After a boxed lunch from Sol y Luna we headed to Moray, a set of tiered Inca fields arranged on a steep hillside in a harmonious circular pattern. My guide said this had been a plant laboratory where different plants were grown at precise altitudes on each terrace. The effect of these concentric circles carved out among the mountain peaks was hypnotic. Next we headed to the Maras salt flats where families had been running a very salty river through clay beds to extract the salt for over 300 years. A different family owned and maintained each salt bed, letting the water evaporate and then gathering the salt in sacks. The pattern made by these beds laid out all the way down the hillside had its own kind of beauty.

I left Sol y Luna early on Day 4 of my trip with great anticipation as I headed to the Ollantaytambo train station for my journey to Machu Picchu.

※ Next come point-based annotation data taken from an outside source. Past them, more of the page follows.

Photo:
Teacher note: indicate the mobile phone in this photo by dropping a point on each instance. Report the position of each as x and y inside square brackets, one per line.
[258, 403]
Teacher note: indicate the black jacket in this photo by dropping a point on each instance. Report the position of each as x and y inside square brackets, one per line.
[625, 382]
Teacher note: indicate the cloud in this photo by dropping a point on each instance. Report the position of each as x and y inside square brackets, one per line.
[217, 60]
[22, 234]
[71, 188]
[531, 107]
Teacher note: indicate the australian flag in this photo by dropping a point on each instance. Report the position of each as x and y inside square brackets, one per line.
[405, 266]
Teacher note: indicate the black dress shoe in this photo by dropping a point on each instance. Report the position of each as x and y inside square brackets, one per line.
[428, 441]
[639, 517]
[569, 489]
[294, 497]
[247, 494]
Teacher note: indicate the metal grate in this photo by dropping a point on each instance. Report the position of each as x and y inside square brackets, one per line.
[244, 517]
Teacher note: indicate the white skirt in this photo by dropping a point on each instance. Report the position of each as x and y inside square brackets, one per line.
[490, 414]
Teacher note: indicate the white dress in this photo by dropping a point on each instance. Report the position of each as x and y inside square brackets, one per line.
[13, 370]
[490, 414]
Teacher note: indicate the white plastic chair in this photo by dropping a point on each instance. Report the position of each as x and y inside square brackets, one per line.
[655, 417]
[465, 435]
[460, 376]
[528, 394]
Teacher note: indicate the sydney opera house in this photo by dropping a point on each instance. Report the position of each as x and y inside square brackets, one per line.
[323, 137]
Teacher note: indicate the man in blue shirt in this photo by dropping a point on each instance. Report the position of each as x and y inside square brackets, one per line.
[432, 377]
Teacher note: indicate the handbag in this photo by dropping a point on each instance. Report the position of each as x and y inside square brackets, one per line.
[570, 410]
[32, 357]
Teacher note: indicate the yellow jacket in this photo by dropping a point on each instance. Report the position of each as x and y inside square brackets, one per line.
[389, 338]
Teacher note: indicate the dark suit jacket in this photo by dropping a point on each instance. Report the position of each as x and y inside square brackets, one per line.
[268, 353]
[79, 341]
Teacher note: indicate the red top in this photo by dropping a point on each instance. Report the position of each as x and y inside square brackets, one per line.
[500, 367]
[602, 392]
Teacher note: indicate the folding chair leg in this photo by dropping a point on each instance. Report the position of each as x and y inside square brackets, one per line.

My train was called the Vista Dome because it had great overhead windows I could look out to see cloud-wreathed Andean peaks as we traveled toward Aguas Calientes, the town at the base of Machu Picchu. After securing my luggage at my hotel, Inkaterra, a maze of plantings, charming casitas and understated elegance, I boarded a bus to Machu Picchu and was finally on my way to this mysterious Incan temple or fortress or mansion--no one really knows what--to experience it for myself.

And experience it I did. The placement high in the clouds, the architecture of carved stone against stone the building of which must have been a herculean task, the thousands of stairs from level to level, and the hush that falls over every visitor as they stand up near the Gate of the Sun and look down on Machu Picchu as every Inca from this place must have before them, is an experience not to be missed. It's hard to say in words how extraordinary Machu Picchu truly is.

The following day I had a choice between going back to Machu Picchu, as some might, to climb Wayna Picchu, or to stay at Inkaterra and experience what this amazing lodge has to offer. I decided to take a tour of the orchids and plantings that surround this Condé Nast winning property, Inkaterra, and I wasn't disappointed as hummingbirds, butterflies and exquisite flora were my reward. Later that afternoon I took the train back to Cusco where I finally had the opportunity to explore this fascinating town. My day and a half in Cusco was filled with shopping, dining, people watching, museums, churches, talking with local people and general delight. Cusco is wonderful place to end this journey into a different way of life and a seemingly different time.

If you asked me what I liked best about my Peru trip, I'd have to say how excited I was to discover that the ancient relationship between the earth and the people working the land lives on in Peru so we can get a sense of how rewarding that relationship can be. I'd have to say that my favorite thing about Peru is knowing that there is still a place where growing things and living together in community has produced a magnificently rich culture including an extraordinary feat of architecture known as Machu Picchu. After this trip, I firmly believe that Machu Picchu should be on every single traveler's "bucket list".